Principal Fixtures: Norman font circular bowl with a herringbone pattern on the chamfered upper rim, large and small chip-carved rosettes, then chevrons around the base of the bowl. Circular stem encircled by a plain roll moulding and a cable moulding. On the north side of the tower arch is a stoup (ex-situ), also with pretty Norman chip carving. Oak panelled reredos of 1908, the upper arches copied from a Jacobean pulpit formerly in the church. Oak pulpit with reliefs from the life of St Peter, perhaps Edwardian. An ex-situ Dec piscina is now in the nave south wall, ogee pointed with cusping. In the east wall of the south transept is another of similar design hidden by the organ, suggesting that the south transept was originally a semi-private chapel with its own altar. The organ was moved from the north aisle to the south transept in 1952. The plain nave benches are of pine, 1887-8. East window of 1887. North aisle central window, 1967, by J. Wippell and Co., Exeter.
Monuments: North of the altar, an ambitious and showy standing monument to Otwell Hill, d. 1617: this comprises a stiffly reclining husband, his wife in similar pose on a lower shelf, both with elbows resting on red marble cushions; freestanding Corinthian columns support a high arched canopy with strapwork and inscription in the tympanum; the surround is everywhere ornamented with ribbons, rosettes, etc. In the north aisle, a humbler slate tablet to Lewis Dart d. 1632, showing his widow and nine children kneeling beneath two arches. On the exterior of the porch, another slate tablet to George Carew, d. 1661, with crude classical patterns incised.
Subsidiary Features: The upper churchyard gate includes two 15th century pinnacles from the tower, found under the porch and placed here in 1887-8. The churchyard paths are lined with seaworn boulders crudely carved as grave markers, mainly 18th century.
History: A church is documented by 1230, and (given the Norman south door and font) probably existed significantly earlier. It was rededicated in 1259, the south transept added probably in the early 14th century, and the north aisle in the 15th century. By the 17th century the upper tower was in a state of collapse.
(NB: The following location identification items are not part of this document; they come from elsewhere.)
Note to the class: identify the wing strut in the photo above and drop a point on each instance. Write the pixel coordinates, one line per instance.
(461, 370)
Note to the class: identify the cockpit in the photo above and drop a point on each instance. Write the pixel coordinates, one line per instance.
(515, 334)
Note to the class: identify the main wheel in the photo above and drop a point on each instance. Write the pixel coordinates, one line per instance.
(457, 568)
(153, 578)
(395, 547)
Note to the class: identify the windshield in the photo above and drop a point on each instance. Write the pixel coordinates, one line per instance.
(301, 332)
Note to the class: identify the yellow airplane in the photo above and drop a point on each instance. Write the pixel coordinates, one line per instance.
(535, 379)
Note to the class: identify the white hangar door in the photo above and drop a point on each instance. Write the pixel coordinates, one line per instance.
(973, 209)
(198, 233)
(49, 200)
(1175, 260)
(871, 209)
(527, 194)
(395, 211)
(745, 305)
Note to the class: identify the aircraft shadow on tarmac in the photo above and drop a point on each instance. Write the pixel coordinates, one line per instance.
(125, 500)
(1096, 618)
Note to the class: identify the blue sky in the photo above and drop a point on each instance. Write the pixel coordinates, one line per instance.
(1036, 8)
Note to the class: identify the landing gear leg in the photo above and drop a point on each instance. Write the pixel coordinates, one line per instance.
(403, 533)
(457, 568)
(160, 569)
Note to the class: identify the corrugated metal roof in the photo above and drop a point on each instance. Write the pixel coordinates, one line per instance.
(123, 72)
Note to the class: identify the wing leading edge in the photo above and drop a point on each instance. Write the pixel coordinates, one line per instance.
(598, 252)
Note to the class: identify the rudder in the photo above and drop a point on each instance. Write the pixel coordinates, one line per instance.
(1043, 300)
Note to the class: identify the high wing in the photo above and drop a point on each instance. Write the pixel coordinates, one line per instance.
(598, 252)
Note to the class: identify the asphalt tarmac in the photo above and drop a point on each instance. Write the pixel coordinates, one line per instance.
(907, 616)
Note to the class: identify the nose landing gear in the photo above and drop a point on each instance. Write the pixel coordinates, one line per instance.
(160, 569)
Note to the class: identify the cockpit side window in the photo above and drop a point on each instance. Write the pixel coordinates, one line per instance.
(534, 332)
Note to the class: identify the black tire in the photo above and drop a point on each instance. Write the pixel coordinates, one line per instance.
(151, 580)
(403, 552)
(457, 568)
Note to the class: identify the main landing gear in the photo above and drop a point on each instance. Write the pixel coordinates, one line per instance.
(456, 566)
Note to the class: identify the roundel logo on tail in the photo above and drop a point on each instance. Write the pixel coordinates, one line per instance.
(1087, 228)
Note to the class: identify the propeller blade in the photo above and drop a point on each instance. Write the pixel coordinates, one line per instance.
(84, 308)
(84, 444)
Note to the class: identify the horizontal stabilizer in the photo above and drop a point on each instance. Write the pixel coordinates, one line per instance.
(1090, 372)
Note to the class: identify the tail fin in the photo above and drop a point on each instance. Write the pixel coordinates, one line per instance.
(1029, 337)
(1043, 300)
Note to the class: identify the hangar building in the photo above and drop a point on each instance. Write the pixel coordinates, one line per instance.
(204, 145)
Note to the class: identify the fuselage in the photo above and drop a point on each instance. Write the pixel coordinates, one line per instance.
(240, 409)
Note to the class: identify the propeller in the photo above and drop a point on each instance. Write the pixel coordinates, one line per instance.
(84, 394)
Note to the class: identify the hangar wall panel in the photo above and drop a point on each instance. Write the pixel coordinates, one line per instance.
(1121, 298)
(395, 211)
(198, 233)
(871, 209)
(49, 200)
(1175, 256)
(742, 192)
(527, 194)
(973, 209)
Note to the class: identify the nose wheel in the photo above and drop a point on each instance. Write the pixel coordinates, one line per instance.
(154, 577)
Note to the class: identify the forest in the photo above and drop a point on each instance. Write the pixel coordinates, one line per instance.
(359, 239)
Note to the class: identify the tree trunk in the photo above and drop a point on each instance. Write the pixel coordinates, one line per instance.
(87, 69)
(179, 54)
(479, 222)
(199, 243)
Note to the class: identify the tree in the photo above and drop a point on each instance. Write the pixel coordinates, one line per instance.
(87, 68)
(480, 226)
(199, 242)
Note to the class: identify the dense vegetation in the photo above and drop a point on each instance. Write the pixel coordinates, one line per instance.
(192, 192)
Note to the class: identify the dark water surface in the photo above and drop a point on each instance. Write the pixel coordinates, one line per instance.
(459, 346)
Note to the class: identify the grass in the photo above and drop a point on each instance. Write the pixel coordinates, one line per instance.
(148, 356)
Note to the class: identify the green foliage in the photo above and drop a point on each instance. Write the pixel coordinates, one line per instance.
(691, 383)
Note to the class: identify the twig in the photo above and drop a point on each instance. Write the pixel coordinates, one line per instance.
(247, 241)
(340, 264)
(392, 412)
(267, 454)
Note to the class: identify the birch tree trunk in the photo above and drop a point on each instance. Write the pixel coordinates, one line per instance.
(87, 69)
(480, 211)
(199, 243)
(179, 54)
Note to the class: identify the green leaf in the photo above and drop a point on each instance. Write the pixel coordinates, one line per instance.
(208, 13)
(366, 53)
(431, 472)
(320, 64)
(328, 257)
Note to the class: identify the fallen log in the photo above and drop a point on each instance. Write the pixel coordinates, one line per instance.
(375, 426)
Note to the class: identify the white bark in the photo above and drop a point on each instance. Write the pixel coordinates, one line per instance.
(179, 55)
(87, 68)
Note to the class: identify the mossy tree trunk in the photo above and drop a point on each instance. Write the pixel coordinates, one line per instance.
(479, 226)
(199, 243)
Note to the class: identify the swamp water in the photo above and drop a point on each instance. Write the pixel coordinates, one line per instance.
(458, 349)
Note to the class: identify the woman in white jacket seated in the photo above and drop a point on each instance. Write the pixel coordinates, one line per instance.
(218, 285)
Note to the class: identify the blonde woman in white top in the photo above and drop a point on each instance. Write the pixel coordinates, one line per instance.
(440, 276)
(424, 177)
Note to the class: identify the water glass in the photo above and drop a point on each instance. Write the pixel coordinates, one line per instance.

J.P. St Aubyn's restoration (1887-8) rebuilt and heightened virtually all the walls, renewed the roofs and the upper stage of the tower, rebuilt the porch, blocked the north door, and completely renewed the north aisle west window and the north aisle second from east. Tracery in other windows was repaired. An organ was sited at the east end of the north aisle, and the south transept was given over to seating. James Piers St Aubyn (1815-95) developed a very successful practice, with several hundred new or restored churches to his credit. He had offices in London and Devonport. Mevagissey is a late work and perhaps done as a personal favour, since St Aubyn formally retired in 1885; he is buried at St Michael's Mount, Cornwall.
Pevsner, N. and Radcliffe, E., The Buildings of England, Cornwall (1970). Lambeth Palace Library, Incorporated Church Building Society Archive, folio 09202 (www.churchplansonline.org)
Reasons for Designation: The church of St Peter, Mevagissey, is designated at Grade II* for the following principal reasons:
* A good medieval village church of the humbler sort, nestled low in its sloping churchyard and retaining a nicely decorative Norman doorcase, chip-carved font and stoup
* 14th and 15th century nave, tower, transept and north aisle; also two piscinae from the early 14th century
* Largely Victorian fittings, from a restoration by J.P. St Aubyn, are complemented by the splendid early 17th century monument to Otwell Hill.